Anne de Blic se sent particulièrement touchée par son «humilité» et son «abandon». «Pour moi sa prière d’abandon est extraordinaire, cela va très loin sur un plan spirituel et psychologique», explique la psychothérapeute. «Lorsqu’on est pris par une vague dans l’océan Atlantique, la réaction «normale» est de se battre contre le courant. Or c’est épuisant et l’on se noie. Au contraire si l’on se laisse aller, le courant va nous ramener plus loin sur le rivage. C’est le symbole de la confiance et de l’abandon dans la Foi, que vivait Charles de Foucauld : dans l’épreuve, ne pas entrer dans la panique mais faire confiance».
«Charles de Foucauld, c’était quelqu’un dont on parlait, il y avait des liens familiaux forts», se souvient pour sa part Damien de Blic, maître de conférences en science politique à Paris VIII, lui-même apparenté à la famille de Raymond de Blic, époux de Marie et beau-frère du bienheureux. «Marie a passé beaucoup de temps dans la maison de mes arrière-grands-parents à Grasse, rapporte-t-il. On avait chez nous des plaques photographiques qui représentaient le Père de Foucauld. J’ai reçu assez tôt un Évangile qu’il avait dédicacé à mon grand-père et que j’ai toujours chez moi.

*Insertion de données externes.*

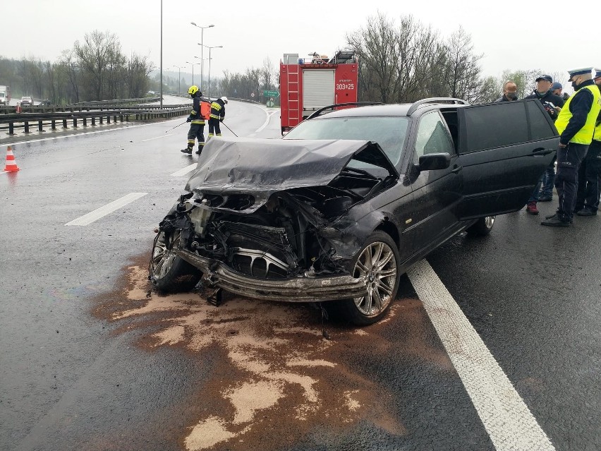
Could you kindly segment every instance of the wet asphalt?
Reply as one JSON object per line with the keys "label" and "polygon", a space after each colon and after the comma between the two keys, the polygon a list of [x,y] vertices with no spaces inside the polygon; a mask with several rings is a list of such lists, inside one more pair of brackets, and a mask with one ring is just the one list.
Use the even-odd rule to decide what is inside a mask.
{"label": "wet asphalt", "polygon": [[[261,129],[260,109],[231,102],[226,123],[241,136],[277,137],[279,112]],[[187,126],[169,131],[183,120],[15,140],[21,170],[0,174],[0,450],[494,450],[405,276],[391,318],[365,335],[322,324],[309,306],[267,304],[262,318],[256,303],[230,299],[201,312],[210,319],[198,334],[159,342],[208,308],[200,293],[175,309],[136,310],[164,300],[132,268],[147,264],[152,229],[183,192],[187,177],[171,174],[195,161],[179,152]],[[65,225],[130,193],[147,194]],[[601,449],[601,217],[545,228],[554,204],[539,207],[538,217],[499,217],[487,238],[456,236],[427,260],[555,449]],[[203,333],[212,341],[199,346]],[[254,344],[236,347],[232,336]],[[332,366],[295,373],[315,381],[317,400],[280,379],[278,403],[236,423],[227,397],[260,379],[237,349],[280,375],[293,354]],[[212,447],[190,441],[214,416],[239,435]]]}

Nous avons aussi son memento mori et des échanges épistolaires.»
L’universitaire s’est intéressé assez tôt à la figure de Charles de Foucauld. Il se dit surtout inspiré par la perpétuation de son œuvre à travers les congrégations fondées sur sa spiritualité. «Au cours de ma vie, j’ai eu l’occasion de réaliser l’extraordinaire travail que font ces communautés, poursuit Damien de Blic. J’ai connu notamment trois frères dans le sud de l’Inde au Tamil Nadu, des personnes très humbles qui faisaient un vrai travail d’inculturation du christianisme. Ils réalisaient un service social discret mais très important – ils avaient réussi à éliminer la polio dans leur région. J’ai aussi rencontré trois sœurs vivant dans les quartiers nord de Marseille, exemplaires de cette spiritualité.»

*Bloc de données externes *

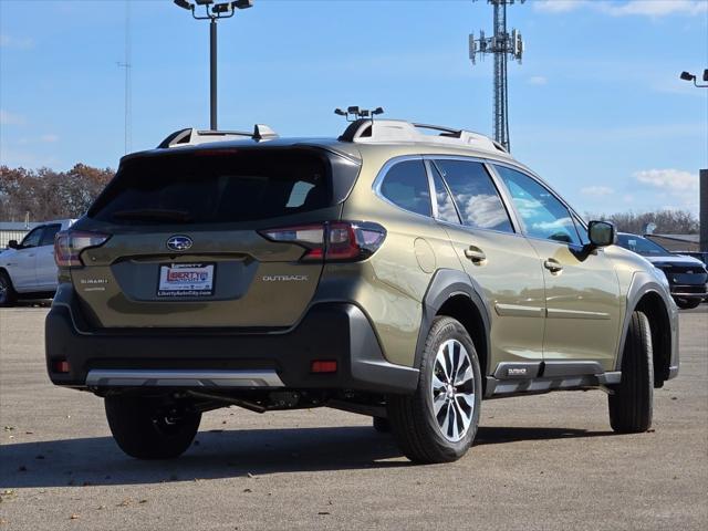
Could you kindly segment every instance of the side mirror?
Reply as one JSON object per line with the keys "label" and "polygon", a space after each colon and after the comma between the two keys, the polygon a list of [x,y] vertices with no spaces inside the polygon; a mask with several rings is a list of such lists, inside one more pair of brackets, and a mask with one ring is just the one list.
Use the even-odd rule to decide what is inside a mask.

«Pour moi le Père de Foucauld, conclut-il, c’est aussi tout ce visage du christianisme tourné vers les plus pauvres, avec souvent une dimension de dialogue interreligieux.»
Quelque 350 membres de la famille, descendants à divers niveaux, seront présents à la canonisation que célèbrera le pape François place Saint-Pierre, dans un carré réservé. Organisé avec les Petites sœurs de Jésus de Trefontane, le programme prévoit une veillée de prière Saint-Louis-des-Français le 14 mai au soir, une messe d’action de grâces à Saint-Jean-de-Latran le 16 mai au matin, ainsi qu’un one-man-show sur la vie du néo-saint.

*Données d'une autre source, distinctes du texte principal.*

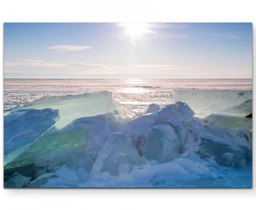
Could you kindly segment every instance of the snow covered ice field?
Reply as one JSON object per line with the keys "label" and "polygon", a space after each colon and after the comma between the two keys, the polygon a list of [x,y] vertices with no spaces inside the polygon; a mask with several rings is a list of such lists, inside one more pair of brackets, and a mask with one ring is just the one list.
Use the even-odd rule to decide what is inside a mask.
{"label": "snow covered ice field", "polygon": [[5,79],[5,187],[252,187],[251,79],[61,80]]}

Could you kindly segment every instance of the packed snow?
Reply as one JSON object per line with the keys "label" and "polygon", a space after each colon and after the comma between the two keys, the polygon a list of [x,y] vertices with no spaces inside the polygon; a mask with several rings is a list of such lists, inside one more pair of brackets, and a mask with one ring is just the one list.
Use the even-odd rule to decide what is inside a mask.
{"label": "packed snow", "polygon": [[[228,99],[237,107],[244,102],[235,94],[217,110]],[[137,117],[108,91],[46,96],[9,111],[4,187],[251,187],[251,119],[195,117],[193,100],[152,104]]]}

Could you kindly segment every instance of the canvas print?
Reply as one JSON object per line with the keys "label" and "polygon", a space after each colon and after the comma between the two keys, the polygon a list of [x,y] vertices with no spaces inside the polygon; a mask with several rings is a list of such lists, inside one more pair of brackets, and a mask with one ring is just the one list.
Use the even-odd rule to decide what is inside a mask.
{"label": "canvas print", "polygon": [[5,23],[5,188],[252,187],[251,23]]}

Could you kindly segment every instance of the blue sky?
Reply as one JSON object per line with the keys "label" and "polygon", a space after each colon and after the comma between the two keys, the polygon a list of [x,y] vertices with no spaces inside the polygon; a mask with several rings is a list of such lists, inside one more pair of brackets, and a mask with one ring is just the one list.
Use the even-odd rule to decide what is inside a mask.
{"label": "blue sky", "polygon": [[4,78],[252,78],[250,23],[5,23]]}

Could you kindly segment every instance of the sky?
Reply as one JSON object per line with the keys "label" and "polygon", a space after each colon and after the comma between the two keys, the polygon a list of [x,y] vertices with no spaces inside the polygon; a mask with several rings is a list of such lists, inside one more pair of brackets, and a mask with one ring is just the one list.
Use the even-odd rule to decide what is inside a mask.
{"label": "sky", "polygon": [[5,78],[252,78],[251,23],[5,23]]}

Pour Anne de Blic, coordonnatrice du rassemblement familial, la canonisation du «Frère universel» revêt un caractère très actuel. L’ermite de Tamanrasset, qui vivait chez les Touaregs, «était très proche des musulmans, mais il ne voulait pas les convertir, il voulait donner l’exemple d’une vie chrétienne tournée vers Dieu», souligne-t-elle. Cela a «du sens pour aujourd’hui». (cath.ch/imedia/hl/mp)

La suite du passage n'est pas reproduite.